Above the special instructions executed, the next to resolve the kv pair.

        /* Read Key */        if ((key = Rdbloadstringobject (&RDB)) = = NULL) goto Eoferr;
Reads the string type key.

        /* Read Value */        if (val = Rdbloadobject (type,&rdb)) = = NULL) goto Eoferr;
Reading value, the function Rdbloadobject performs the loading of different types of objects depending on the type, and this function is not expanded.

        /* Check If the key already expired. This function is a used when loading         * An RDB file from disk, either at startup, or if an RDB were         * received from The master. In the latter case, the master was         * responsible for key expiry. If we would expire keys here, the * snapshot taken by the master could not be reflected on the         slave. *        /if (server. Masterhost = = NULL && expiretime! =-1 && expiretime < now) {            decrrefcount (key);            Decrrefcount (val);            Continue;        }
The detection is expired and the KV pair is not added to the DB if it expires.

        /* Add The new object in the hash table *        /Dbadd (db,key,val);
Adds a KV pair to the DB.

        /* Set The expire time if needed */        if (expiretime! =-1) setexpire (db,key,expiretime);        Decrrefcount (key);
If expire time is set, it is added to expire dict.

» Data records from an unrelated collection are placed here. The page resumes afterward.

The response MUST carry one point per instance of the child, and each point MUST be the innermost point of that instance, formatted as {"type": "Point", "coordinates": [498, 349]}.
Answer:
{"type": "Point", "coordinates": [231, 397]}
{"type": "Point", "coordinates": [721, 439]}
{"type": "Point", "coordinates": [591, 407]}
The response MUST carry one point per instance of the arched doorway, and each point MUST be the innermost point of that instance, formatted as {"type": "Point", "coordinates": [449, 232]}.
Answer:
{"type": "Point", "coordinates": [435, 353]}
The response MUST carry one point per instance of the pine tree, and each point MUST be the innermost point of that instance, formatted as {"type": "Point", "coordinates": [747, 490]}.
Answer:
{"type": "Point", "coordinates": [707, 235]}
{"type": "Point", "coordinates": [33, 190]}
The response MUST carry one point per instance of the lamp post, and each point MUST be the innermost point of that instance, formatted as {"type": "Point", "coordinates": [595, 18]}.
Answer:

    /* Verify The checksum if RDB version is >= 5 *    /if (rdbver >= 5 && server.rdb_checksum) {        uint64_t Cksum, expected = rdb.cksum;        if (Rioread (&rdb,&cksum,8) = = 0) goto Eoferr;        Memrev64ifbe (&cksum);        if (cksum = = 0) {            redislog (redis_warning, "RDB file is saved with checksum disabled:no check performed.");        else if (cksum! = expected) {            redislog (redis_warning, "wrong RDB checksum. Aborting now. ");            Exit (1);        }    }
Checks the check sum.

    Fclose (FP);    Stoploading ();    return REDIS_OK;
Finally, close the file and set Server.load to 0, indicating that the load is not in progress.

Eoferr:/* Unexpected end of file is handled here with a fatal exit *    /Redislog (redis_warning, "short read or OOM Loadi Ng DB. Unrecoverable error, aborting now. ");    Exit (1);    return redis_err; /* Just to avoid warning */
An error occurred during the above loading process and will jump to the Eoferr branch. When the load error occurs, print the log and exit the process.


Redis Source Analysis (7)--rdb

Related Article

Contact Us

The content source of this page is from Internet, which doesn't represent Alibaba Cloud's opinion; products and services mentioned on that page don't have any relationship with Alibaba Cloud. If the content of the page makes you feel confusing, please write us an email, we will handle the problem within 5 days after receiving your email.

If you find any instances of plagiarism from the community, please send an email to: info-contact@alibabacloud.com and provide relevant evidence. A staff member will contact you within 5 working days.

A Free Trial That Lets You Build Big!

Start building with 50+ products and up to 12 months usage for Elastic Compute Service

  • Sales Support

    1 on 1 presale consultation

  • After-Sales Support

    24/7 Technical Support 6 Free Tickets per Quarter Faster Response

  • Alibaba Cloud offers highly flexible support services tailored to meet your exact needs.